Here is a simple workout you can do outdoors that will help you get in good shape.
  • Begin with bodyweight squats and perform 10 repetitions.
  • Immediately follow this with 10 push ups or as many as you can if 10 is impossible.
  • Follow this immediately with 10 jump squats.
  • Do mountain climbers (as many as possible for one minute).
  • Perform burpees for one minute.
  • Perform 10 pull ups or as many as possible. (Skip this if you do not have access to a pull up bar)
  • Repeat this sequence 2 to 3 more times for a total of 3 to 4 sets. Rest for one minute when you complete each cycle.
It is important to do this non stop from the first exercise all the way up to the last exercise.

Do this workout 2 or 3 times per week on nonconsecutive days. Allow at least one day's rest.

The workout will take about 15 to 20 minutes but this is all you will need for a bodyweight workout.

Take Your Results to a New Level With Interval Training

Now that you have a strength training workout you can do outside it is time to pair this up with some cardio. You can either do cardio on the same days as your bodyweight workouts or on your "off days."

Instead of doing long boring cardio do interval training. Intervals will have you burning fat at a faster rate than with your typical 30 minutes or more cardio sessions. Your cardio workouts will be broken up in to short intervals that will last 15 minutes.
  • Begin by doing a slow walk or jog for 5 minutes.
  • Sprint at a fast pace but not full speed for one minute.
  • Walk or jog or one minute.
  • Sprint again at 80 percent of your top speed for one minute.
  • Walk or jog for one minute
Repeat this sequence until 15 minutes have gone by.
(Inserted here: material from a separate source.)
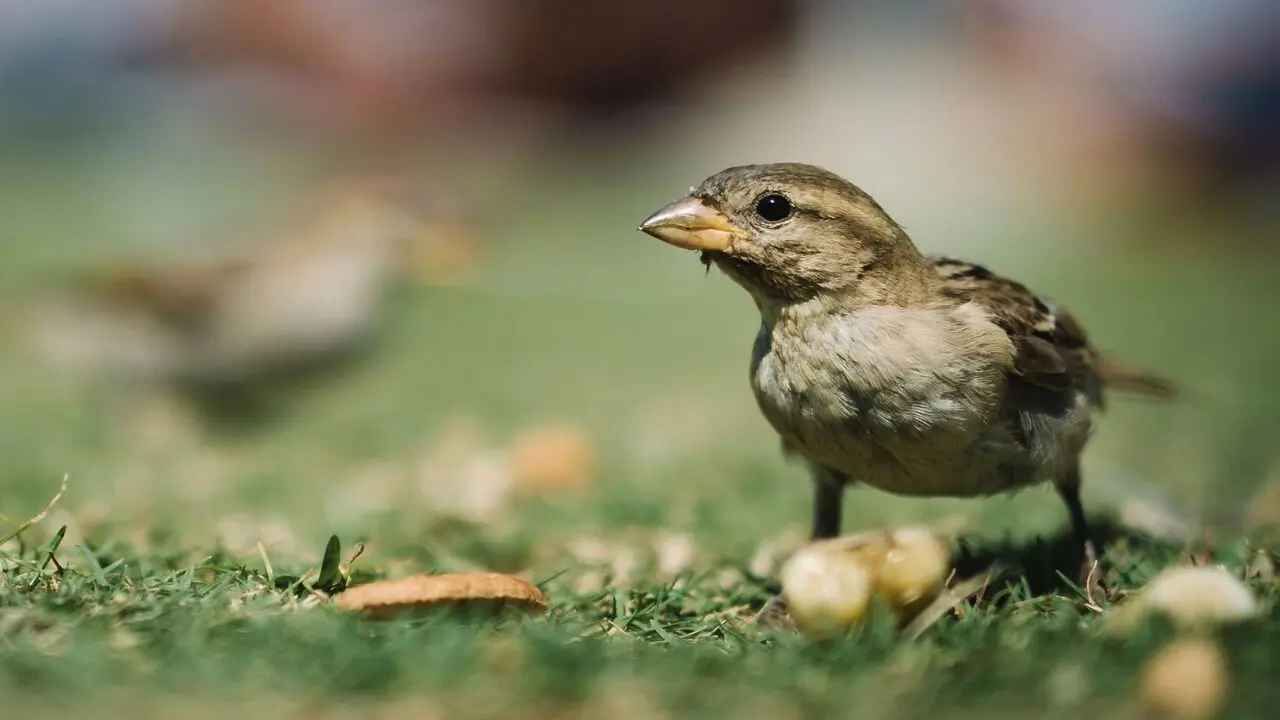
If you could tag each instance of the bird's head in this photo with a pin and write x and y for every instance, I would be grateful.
(791, 233)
In this amount of time you will complete around 6 to 7 sprints. If you have the stamina try to walk or jog at a light pace for another 15 minutes.

By combining intervals with low intensity cardio you will burn more calories and fat than using steady state cardio alone.

As you can see, outdoor workouts are convenient and can be done anywhere, anytime and will help you get in great shape.